Exercise 3.5.4 (New proof of Theorem 3.13)

Proof.

(a)

Suppose first that there is a form equivalent to $f$ in which the coefficient of $x^2$ is $n$, so that $f(x,y)=n{x}^2+\mathit{bxy}+c{y}^2$. Then $n=f(1,0)$, where $1\wedge 0=1$, so $f$ properly represents $n$.

Conversely let $f$ be the quadratic form $f(x,y)=a{x}^2+\mathit{bxy}+c{y}^2$ which properly represents $n$. By definition there are integers $x_0,y_0$ such that $n=f(x_0,y_0)=a{x}_0^2+b{x}_0{y}_0+c{y}_0^2$ and $x_0\wedge y_0=1$. By Problem 3, there exist integers $u,v$ such that $A=\left(\begin{array}{cc}\hfill x_0\hfill & \hfill u\hfill \\ \hfill y_0\hfill & \hfill v\hfill \end{array}\right)\in \Gamma$ (since $A\in \Gamma ⟺A^t\in \Gamma$).

Put $g=f\cdot A$. Then $g\stackrel{+}{\sim }f$, and

$$\begin{array}{llll}\hfill g(x,y)& =f(x_{0}x+\mathit{uy},y_{0}x+\mathit{vy})& \hfill & \\ \hfill & =a{(x_{0}x+\mathit{uy})}^2+b(x_{0}x+\mathit{uy})(y_{0}x+\mathit{vy})+c{(y_{0}x+\mathit{vy})}^2& \hfill & \\ \hfill & =(a{x}_0^2+b{x}_0{y}_0+c{y}_0^2)x^2+\ast \mathit{xy}+\ast y^2& \hfill & \\ \hfill & =n{x}^2+\ast \mathit{xy}+\ast y^2,& \hfill & \end{array}$$

where $\text{∗}$ is in place of some coefficients whose value has no interest here. Thus $g=(n,\ast ,\ast )$ is (properly) equivalent to $f$: there is a form $g$ equivalent to $f$ in which the coefficient of $x^2$ is $n$.

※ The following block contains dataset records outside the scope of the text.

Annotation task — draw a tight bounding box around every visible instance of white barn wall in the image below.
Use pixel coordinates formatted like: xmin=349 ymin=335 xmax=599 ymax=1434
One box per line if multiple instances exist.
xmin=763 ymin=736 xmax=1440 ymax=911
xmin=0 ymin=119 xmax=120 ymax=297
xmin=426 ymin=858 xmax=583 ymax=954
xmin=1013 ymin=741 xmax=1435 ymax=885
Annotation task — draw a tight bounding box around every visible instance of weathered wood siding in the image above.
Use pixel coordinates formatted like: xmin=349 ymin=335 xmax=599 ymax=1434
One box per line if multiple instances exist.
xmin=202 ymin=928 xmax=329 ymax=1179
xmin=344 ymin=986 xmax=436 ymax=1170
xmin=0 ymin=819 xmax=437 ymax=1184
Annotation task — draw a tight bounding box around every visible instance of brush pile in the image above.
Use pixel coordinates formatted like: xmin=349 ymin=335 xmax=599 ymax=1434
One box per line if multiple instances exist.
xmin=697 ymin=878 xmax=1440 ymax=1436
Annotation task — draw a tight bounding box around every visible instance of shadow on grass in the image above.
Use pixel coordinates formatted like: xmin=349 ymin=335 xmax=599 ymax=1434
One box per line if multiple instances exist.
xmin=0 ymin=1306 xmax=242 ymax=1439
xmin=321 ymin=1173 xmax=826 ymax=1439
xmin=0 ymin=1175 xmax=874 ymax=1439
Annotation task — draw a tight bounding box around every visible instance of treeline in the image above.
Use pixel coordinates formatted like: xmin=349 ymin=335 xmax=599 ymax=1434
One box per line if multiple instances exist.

A binary quadratic form $f$ properly represents an integer $n$ if and only if there is a form properly equivalent to $f$ in which the coefficient of $x^2$ is $n$.

(b)

We give a new proof of Theorem 3.13.

Theorem 3.13 (Louis Lagrange) Let $n$and $d$be given integers with $n\ne 0$. There exists a binary quadratic form of discriminant $d$that represents $n$properly if and only if the congruence $x^2\equiv d(\mathit{mod}4|n|)$has a solution.

The direct part is the same:

Suppose that $b$ is a solution of the congruence $x^2\equiv d(\mathit{mod}4|n|)$, with $b^2-d=4\mathit{nc}$, say. Then the form $f(x,y)=n{x}^2+\mathit{bxy}+c{y}^2$ has integral coefficients and discriminant $d$. Moreover, $f(1,0)=n$ is a proper representation of $n$.

Now we prove the converse, using part (a).

Suppose that there exists a binary quadratic form $f$ of discriminant $d$ that represents $n$ properly. By part (a), there is a quadratic form $g(x,y)=n{x}^2+\mathit{uxy}+v{y}^2$, properly equivalent to $f$, in which the coefficient of $x^2$ is $n$. Since $f$ and $g$ have same discriminant $d$, $d=u^2-4\mathit{nv}$, thus $d\equiv u^2(\mathit{mod}4|n|)$, and so the congruence $x^2\equiv d(\mathit{mod}4|n|)$ has a solution.